Students say learning SOLIDWORKS has been a significant benefit of the project, as knowledge and experience with CAD technology will be required in their professional careers.
“This has allowed me to get more experience in SOLIDWORKS. I feel like I’ve really started to learn my way around it,” said Vossler, a senior mechanical engineering/renewable energy engineering major from Livonia, NY. “I’m looking forward to adding ‘project experience’ to my resume. This is beneficial because it gives me the experience of working with different machinery and design equipment.”
“Definitely one of the biggest benefits is exposure to SOLIDWORKS,” said Du, a Yorktown, VA, mechanical engineering major who will earn his bachelor’s degree in August. He added that working with fellow interns as a team and developing time management skills are other benefits. “This will make my resume look a lot better, and gives me more experience in the engineering field.”
Maze, a senior mechanical engineering major from Dewittville, NY, said he has benefited from working with and learning the intricacies of equipment in the machine shop, which will enhance his problem-solving skills. “Being able to practice engineering thought and physical processes through this project has to be the greatest benefit.”
He said the internship has allowed him to developing skills in a variety of areas—computer-aided design, hands-on machinery and equipment use, welding, etc.—which he hopes will impress potential employers. “It will show that I have experience with a design-through-build project in which I am getting practice engineering my way through designing and changing designs, and putting my problem-solving skills to practice. It will show that I have already taken my first few steps into the engineering world,” he said.
Mighells and Simmins agree the internship provides the students a unique learning experience that will hopefully set their resumes apart from their peers.

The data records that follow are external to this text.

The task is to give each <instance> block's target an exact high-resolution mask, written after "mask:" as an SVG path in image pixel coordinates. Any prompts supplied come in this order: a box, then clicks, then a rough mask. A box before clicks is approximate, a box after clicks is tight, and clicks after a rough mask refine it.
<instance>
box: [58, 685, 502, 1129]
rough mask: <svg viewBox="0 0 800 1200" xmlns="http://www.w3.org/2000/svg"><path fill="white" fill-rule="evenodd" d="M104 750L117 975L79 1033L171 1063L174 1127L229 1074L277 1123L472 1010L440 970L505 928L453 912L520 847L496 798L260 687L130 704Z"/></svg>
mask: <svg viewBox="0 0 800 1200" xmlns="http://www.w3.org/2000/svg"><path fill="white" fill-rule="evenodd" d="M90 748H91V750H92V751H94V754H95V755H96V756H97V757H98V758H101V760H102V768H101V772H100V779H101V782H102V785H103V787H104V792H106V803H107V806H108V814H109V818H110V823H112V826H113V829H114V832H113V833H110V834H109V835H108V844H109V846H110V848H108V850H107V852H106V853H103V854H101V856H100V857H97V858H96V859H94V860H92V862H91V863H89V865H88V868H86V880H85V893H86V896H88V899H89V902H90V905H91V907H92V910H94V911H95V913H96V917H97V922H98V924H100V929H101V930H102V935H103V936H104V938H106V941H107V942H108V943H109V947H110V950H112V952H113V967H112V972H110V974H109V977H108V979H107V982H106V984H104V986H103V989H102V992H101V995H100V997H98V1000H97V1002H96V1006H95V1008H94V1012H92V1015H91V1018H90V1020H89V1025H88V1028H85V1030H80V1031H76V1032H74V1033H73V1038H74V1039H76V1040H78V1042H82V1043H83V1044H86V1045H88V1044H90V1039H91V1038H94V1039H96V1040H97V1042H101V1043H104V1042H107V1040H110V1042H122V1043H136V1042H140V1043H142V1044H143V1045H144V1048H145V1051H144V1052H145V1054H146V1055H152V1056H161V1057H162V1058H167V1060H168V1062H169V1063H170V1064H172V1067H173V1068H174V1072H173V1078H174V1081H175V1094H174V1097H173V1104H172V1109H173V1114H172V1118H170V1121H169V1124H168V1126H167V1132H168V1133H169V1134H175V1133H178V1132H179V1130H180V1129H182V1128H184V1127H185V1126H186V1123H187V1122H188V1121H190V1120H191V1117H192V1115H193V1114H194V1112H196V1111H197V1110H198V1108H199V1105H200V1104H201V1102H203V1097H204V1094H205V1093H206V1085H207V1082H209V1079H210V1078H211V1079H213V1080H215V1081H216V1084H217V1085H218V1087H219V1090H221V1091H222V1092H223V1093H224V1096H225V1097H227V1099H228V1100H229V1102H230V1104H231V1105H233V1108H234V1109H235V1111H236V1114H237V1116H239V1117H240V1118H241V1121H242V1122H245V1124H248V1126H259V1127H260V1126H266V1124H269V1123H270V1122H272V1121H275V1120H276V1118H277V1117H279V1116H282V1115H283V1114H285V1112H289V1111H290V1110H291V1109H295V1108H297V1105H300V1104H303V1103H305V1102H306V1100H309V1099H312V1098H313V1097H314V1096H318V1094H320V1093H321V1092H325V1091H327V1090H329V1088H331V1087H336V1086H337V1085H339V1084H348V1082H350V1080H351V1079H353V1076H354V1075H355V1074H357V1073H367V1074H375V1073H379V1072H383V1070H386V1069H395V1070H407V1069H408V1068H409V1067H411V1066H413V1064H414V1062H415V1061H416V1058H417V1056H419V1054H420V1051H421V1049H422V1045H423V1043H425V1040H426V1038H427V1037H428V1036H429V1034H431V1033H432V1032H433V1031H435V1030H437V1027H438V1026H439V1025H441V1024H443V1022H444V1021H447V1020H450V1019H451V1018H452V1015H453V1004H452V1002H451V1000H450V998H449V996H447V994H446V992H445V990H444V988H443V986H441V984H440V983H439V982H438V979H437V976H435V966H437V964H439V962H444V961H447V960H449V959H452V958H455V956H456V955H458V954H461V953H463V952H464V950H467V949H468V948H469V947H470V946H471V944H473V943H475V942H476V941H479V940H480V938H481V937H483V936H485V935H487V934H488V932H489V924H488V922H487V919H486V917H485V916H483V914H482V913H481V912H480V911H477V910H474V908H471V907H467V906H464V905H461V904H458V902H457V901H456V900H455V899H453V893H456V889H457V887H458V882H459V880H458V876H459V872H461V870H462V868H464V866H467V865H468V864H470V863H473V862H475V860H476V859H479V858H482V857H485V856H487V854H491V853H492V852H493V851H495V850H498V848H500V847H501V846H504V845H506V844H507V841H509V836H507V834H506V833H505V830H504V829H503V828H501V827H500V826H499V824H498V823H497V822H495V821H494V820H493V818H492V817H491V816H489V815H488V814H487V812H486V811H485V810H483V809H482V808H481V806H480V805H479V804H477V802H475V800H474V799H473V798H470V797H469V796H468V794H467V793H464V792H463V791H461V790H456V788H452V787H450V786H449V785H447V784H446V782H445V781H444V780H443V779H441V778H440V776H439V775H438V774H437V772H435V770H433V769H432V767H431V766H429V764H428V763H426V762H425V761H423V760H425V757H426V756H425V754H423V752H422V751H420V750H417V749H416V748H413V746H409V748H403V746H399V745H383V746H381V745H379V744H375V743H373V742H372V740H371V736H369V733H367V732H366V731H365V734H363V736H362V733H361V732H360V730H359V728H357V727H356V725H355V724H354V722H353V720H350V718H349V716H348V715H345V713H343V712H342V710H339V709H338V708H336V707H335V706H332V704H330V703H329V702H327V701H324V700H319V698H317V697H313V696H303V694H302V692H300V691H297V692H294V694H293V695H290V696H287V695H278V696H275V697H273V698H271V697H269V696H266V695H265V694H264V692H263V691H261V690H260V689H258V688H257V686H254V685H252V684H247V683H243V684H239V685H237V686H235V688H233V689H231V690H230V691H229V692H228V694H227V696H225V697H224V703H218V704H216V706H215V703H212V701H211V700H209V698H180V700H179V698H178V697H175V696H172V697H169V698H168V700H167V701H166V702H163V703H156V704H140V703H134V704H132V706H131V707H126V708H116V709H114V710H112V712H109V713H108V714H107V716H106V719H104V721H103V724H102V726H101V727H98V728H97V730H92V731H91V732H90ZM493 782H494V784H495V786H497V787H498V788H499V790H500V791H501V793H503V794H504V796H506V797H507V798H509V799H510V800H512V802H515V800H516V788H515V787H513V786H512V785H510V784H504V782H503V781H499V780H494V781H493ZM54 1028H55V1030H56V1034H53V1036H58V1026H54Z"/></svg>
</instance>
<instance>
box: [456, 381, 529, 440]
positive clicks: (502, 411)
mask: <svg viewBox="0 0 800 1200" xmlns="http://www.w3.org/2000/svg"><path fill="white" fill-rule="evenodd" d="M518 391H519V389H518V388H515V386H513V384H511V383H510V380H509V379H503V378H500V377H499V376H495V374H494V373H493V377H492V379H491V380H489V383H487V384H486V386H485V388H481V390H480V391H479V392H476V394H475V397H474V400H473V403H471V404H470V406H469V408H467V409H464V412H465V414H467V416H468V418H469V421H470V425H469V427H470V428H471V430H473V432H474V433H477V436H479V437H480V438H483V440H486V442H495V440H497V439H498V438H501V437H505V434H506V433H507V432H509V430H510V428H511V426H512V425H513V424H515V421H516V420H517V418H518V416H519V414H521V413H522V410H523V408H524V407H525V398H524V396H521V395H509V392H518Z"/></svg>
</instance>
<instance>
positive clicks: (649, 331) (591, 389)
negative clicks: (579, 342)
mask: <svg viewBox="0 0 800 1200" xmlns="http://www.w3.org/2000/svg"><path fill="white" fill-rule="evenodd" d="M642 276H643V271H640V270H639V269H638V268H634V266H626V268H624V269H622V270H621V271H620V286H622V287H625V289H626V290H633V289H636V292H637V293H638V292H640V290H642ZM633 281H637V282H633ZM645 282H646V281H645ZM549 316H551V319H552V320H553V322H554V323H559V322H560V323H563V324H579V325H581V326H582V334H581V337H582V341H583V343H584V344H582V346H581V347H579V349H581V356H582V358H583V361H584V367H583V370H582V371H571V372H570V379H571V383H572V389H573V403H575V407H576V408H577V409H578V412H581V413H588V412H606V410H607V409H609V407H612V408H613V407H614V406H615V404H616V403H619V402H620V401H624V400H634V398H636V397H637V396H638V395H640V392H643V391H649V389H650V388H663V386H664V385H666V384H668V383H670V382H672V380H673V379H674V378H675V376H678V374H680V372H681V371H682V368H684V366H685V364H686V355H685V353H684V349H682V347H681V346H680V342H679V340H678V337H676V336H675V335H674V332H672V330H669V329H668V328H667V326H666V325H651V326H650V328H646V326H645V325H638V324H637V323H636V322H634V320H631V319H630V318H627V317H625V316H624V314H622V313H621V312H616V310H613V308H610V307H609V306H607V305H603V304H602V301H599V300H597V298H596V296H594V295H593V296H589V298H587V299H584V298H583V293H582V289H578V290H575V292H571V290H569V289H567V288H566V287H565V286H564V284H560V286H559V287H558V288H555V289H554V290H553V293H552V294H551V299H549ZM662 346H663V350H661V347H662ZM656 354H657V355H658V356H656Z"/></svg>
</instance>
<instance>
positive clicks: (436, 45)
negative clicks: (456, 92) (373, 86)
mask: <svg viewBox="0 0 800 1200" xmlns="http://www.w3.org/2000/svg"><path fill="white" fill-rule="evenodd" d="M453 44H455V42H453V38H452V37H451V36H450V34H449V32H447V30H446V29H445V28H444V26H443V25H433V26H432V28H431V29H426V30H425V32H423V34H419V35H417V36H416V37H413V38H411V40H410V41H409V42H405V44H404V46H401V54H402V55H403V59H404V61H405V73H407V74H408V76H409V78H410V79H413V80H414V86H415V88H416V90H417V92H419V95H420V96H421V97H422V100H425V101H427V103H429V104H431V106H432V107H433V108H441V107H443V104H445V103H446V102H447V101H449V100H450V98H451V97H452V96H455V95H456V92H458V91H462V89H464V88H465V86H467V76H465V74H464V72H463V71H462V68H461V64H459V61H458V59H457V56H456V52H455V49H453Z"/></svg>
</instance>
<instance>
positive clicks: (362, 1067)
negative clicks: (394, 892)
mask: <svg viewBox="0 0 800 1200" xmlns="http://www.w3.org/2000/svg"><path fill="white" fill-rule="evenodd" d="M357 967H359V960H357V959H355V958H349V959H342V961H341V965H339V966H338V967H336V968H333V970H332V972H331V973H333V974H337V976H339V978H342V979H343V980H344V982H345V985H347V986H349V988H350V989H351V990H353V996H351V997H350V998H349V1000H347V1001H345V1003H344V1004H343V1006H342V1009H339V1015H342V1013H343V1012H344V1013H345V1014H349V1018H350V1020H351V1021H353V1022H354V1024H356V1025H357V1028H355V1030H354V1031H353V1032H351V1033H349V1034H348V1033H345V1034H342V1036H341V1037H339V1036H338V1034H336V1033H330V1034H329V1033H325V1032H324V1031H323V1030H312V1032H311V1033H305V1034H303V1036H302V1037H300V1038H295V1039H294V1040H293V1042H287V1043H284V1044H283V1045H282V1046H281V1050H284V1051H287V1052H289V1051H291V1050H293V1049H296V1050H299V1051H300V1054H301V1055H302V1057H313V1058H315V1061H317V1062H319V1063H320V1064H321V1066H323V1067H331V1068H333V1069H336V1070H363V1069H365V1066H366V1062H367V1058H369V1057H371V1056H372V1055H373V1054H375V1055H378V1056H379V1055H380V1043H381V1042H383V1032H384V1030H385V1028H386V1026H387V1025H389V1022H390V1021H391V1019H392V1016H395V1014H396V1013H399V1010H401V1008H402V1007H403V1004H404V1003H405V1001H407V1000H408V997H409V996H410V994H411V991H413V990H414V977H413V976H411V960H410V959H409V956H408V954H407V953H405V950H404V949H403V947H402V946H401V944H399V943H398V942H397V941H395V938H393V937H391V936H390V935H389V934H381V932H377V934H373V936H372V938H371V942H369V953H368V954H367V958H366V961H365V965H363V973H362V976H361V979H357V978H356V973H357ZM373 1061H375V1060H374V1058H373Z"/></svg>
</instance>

“The point of this workforce development project is to provide local mechanical engineering students with valuable work experience they might not otherwise get due to the business climate in the region,” Simmins said. “The goal is to differentiate Alfred University’s student from students at other schools by providing them with practical, real-life work experience.”
“This gives (students) a better understanding of how things are put together and work. It’s much more beneficial if you can apply what you learn, rather than just knowing it in theory,” Mighells noted. “This will be great to have on their resumes, to show that they have this type of hands-on experience. It makes them more advanced and prepared, and opens their eyes to what they’re going to be exposed to” on the job.